According to a new analysis of observed temperatures, the Arctic is warming four times faster than the rest of the world. The trend has stepped up steeply twice in the last 50 years, a finding that all but four of the 39 climate models missing.
“Thirty years is considered the minimum to represent climate change,” said Petr Chylek, lead author of the study published in Geophysical Research Letters and a physicist and climate researcher at Los Alamos National Laboratory. “We shortened the time span to 21 years. At that smaller time scale, and in contrast to previous studies that found the Arctic amplification index increasing in a smooth fashion, we found two distinct steps, one in 1986 and the other in 1999.”
Because the decade-by-decade episodic trend identified by Chylek and his colleagues affects global weather and sea levels, accurately projecting future climate change in smaller timeframes is critical for planning mitigation and adaptation strategies. The Arctic has an impact on the global climate and weather, and the melting of the Greenland ice sheet causes sea-level rise, which threatens many coastal communities.
We attributed the first step to increasing concentrations of carbon dioxide and other pollutants in the atmosphere, because several models do it correctly, but the second step we think is due to climate variability because none of the models can reproduce the second step.
Petr Chylek
The amplification index in the study is the ratio of an Arctic 21-year temperature trend versus an overall global 21-year temperature trend. The study calculated the Arctic amplification index to be greater than 4 within the early decades of the 21st century, four times faster than the global mean and considerably more rapid than previously published research had determined using 30- to 40-year time intervals. These earlier studies pegged the index between 2 and 3.
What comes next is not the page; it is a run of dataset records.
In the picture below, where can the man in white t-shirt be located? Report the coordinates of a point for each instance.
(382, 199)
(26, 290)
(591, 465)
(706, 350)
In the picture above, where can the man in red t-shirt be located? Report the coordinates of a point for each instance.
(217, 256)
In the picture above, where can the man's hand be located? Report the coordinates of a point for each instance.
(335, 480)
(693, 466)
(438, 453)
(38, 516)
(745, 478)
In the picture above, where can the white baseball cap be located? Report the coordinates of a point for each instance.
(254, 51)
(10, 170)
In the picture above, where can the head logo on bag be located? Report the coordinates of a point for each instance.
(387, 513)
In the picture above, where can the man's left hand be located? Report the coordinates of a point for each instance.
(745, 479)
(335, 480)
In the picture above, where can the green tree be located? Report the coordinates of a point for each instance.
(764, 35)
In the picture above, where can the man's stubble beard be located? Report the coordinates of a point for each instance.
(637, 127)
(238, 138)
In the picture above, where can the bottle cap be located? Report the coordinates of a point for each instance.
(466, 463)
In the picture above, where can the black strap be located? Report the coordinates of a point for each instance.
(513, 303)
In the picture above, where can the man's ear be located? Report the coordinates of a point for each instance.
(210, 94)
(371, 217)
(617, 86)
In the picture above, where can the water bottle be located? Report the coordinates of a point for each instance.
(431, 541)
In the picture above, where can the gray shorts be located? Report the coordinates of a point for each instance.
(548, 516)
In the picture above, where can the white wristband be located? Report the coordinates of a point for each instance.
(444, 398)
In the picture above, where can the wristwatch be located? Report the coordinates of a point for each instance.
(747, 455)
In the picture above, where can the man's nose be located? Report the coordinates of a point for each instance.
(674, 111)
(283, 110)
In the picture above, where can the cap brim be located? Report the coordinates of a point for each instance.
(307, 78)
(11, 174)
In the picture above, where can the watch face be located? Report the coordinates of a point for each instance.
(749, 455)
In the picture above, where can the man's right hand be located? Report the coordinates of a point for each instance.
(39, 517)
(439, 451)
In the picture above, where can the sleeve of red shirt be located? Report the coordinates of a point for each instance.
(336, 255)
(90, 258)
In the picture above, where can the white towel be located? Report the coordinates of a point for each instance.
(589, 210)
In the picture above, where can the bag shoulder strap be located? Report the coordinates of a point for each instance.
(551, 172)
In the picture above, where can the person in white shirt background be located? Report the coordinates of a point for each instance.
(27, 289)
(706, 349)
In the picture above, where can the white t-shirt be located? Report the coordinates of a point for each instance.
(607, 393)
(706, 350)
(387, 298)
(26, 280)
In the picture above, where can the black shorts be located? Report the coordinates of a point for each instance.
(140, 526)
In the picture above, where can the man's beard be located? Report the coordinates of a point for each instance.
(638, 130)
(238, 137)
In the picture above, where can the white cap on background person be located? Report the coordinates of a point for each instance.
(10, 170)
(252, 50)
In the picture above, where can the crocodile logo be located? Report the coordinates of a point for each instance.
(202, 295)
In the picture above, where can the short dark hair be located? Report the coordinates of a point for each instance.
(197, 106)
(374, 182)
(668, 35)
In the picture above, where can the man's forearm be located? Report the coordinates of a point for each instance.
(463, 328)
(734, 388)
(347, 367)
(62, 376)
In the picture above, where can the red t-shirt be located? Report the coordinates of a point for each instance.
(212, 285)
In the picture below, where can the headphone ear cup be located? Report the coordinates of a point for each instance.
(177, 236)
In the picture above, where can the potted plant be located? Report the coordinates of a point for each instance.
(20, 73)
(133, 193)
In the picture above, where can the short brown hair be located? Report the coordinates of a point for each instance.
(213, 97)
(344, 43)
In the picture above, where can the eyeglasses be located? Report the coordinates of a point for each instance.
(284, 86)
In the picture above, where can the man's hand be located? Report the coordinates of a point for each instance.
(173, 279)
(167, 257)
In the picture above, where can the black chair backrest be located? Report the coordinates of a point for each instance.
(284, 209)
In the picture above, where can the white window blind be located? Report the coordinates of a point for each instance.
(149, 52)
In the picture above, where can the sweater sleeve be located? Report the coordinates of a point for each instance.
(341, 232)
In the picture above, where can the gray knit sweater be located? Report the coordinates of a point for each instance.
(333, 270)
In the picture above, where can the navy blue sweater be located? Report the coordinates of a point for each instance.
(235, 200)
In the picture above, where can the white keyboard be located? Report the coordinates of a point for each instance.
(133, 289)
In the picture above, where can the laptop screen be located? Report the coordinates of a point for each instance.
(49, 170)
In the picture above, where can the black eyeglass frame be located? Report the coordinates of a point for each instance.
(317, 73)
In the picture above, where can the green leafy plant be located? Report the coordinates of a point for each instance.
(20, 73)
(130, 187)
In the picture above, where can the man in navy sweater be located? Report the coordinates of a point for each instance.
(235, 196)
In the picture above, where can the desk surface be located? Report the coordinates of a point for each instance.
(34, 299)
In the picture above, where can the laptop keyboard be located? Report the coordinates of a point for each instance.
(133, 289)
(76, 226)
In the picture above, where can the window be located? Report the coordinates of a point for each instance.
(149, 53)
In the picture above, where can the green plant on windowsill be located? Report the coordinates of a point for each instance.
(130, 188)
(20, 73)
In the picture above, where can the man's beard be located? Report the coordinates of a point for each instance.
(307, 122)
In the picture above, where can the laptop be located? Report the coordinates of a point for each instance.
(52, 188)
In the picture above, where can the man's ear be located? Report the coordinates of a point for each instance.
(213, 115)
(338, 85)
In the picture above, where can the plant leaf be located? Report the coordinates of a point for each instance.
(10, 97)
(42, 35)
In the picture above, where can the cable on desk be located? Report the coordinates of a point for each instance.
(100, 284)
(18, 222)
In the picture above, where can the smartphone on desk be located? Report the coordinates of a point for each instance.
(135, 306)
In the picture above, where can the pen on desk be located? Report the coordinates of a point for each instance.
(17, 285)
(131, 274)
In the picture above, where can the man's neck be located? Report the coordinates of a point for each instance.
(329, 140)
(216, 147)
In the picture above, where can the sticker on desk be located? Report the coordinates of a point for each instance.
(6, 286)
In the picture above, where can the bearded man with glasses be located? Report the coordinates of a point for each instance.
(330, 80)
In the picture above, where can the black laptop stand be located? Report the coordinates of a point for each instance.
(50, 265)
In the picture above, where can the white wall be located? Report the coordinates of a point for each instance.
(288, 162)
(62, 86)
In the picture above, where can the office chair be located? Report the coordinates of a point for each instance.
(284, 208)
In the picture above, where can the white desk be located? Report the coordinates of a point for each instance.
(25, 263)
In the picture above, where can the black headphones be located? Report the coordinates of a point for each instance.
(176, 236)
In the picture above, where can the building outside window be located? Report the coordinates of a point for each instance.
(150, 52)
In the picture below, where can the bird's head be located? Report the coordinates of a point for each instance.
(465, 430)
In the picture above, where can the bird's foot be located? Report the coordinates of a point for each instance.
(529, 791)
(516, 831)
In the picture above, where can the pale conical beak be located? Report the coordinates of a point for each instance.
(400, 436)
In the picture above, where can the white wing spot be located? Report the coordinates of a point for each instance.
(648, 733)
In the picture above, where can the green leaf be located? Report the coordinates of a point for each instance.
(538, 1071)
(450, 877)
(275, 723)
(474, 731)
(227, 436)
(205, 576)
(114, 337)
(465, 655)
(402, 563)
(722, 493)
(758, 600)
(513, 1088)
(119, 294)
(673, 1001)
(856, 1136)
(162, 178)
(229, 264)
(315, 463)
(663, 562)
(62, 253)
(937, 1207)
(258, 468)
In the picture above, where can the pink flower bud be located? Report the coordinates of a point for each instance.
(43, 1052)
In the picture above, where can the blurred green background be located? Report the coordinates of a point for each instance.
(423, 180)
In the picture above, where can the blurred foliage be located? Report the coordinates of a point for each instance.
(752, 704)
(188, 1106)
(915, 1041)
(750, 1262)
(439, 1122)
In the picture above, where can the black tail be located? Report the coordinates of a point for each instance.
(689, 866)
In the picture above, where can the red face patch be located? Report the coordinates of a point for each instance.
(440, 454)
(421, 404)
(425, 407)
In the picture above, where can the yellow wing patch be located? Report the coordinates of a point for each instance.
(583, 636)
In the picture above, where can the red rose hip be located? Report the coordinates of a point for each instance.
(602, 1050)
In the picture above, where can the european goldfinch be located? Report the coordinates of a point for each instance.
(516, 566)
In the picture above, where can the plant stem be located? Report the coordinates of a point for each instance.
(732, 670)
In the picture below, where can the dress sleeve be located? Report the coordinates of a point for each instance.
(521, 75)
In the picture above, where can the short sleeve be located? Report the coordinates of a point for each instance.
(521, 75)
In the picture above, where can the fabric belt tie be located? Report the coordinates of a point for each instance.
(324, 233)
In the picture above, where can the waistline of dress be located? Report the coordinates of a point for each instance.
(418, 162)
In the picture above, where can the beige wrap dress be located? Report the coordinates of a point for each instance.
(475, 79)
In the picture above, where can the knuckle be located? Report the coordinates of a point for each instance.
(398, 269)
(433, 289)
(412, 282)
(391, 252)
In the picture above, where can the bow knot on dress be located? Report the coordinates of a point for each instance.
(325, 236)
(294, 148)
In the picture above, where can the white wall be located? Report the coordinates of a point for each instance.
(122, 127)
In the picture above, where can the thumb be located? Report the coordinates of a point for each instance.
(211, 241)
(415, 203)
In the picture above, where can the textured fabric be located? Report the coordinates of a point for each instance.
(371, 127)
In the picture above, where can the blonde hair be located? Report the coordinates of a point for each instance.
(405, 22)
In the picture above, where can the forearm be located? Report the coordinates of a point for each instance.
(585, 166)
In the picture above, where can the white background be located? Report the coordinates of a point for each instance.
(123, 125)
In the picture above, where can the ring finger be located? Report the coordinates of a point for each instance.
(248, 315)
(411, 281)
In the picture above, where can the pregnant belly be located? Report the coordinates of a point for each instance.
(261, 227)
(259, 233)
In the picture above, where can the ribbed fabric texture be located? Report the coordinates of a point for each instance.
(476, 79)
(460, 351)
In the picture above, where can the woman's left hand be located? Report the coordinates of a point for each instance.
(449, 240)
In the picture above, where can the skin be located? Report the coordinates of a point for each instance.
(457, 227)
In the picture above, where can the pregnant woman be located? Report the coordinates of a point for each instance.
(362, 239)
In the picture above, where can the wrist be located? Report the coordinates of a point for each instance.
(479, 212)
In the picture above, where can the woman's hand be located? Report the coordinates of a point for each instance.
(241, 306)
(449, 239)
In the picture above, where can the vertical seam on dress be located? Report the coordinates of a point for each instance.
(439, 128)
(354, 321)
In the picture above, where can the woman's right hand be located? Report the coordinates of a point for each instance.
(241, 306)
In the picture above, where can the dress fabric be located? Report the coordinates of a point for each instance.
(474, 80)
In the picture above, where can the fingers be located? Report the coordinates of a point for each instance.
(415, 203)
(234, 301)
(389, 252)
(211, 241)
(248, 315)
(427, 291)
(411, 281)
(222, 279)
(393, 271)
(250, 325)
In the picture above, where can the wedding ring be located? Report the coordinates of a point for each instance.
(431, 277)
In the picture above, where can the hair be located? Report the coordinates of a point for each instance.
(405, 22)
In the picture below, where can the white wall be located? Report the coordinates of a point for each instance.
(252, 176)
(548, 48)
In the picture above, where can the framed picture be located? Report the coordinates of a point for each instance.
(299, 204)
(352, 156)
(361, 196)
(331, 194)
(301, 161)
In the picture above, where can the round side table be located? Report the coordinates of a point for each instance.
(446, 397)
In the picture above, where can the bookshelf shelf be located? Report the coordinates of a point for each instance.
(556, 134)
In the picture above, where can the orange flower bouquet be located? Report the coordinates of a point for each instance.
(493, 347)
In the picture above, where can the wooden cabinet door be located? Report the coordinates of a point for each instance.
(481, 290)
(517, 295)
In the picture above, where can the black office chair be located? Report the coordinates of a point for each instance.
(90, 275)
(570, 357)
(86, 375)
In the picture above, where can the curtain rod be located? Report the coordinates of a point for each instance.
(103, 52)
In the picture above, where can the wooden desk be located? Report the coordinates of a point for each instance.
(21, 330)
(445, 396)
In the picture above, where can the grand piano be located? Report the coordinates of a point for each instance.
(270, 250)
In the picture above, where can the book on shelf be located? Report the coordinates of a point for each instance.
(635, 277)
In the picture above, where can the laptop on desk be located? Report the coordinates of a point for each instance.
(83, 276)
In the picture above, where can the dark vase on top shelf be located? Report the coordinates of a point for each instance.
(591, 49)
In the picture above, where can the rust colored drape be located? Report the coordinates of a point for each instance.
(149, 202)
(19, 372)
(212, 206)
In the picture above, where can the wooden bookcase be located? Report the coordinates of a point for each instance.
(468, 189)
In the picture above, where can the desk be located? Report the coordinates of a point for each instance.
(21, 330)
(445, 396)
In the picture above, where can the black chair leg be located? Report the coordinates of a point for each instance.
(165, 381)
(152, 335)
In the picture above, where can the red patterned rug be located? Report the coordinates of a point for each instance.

From 39 climate-change models in the widely used CMIP6 collection of the Coupled Model Intercomparison Project, the international research team found four that reproduced the first step reasonably well around 1986, but none that reproduced the second step in 1999. The Climate Model Intercomparison Project (CMIP) is an international collaboration of climate models that use a common set of parameters. The most recent Intergovernmental Panel on Climate Change Assessment Report was created using CMIP6.
“We attributed the first step to increasing concentrations of carbon dioxide and other pollutants in the atmosphere because several models do it correctly,” Chylek said, “but the second step we think is due to climate variability because none of the models can reproduce the second step.”
Climate models, with their 30-year-plus timescales, typically miss short-term climate variability. The study does not pinpoint a cause for these relatively sudden increases, but the authors speculate that sea-ice and water-vapor feedbacks, combined with changes in how atmospheric and oceanic heat move into the Arctic, are likely contributing causes. As the temperature difference between the Arctic and the tropics narrows, future increases in the Arctic amplification index are likely to be smaller.
Valuable for projecting change in the Arctic
Chylek stated that the next step for the research team will be to look at future Arctic climate projections using the four models that came closest to matching the observed warming trend with the spikes.
“Because the four models correctly reproduce at least the first step,” Chylek explained, “we assume they’re a little better for future climate projection.” “People usually average all models and assume the ensemble is more reliable than any single model. We demonstrate that the average does not work in this case.”
The researchers used simulations output from climate models in the CMIP6 collection and downloaded publicly available temperature data for the Arctic from the internet.
“People are not only interested in long-term climate change, but they are also interested in 10 years ahead, 20 years, 30 years. For decadal prediction our observation that the amplification index changed in the past in steps is quite important,” Chylek said.
According to the researchers, no matter what the exact ratio of amplification is, its impact is undeniable. Thawing permafrost is threatening Indigenous villages, summer sea ice is melting, and record amounts of water are sluicing off Greenland’s ice sheet.
According to Jacobs, who also works on NASA communications, the team sees the work as a cautionary tale. “When something changes as quickly as the climate, numbers can quickly become old and outdated,” he says. “You’re misinforming people by a factor of two before you realize it.”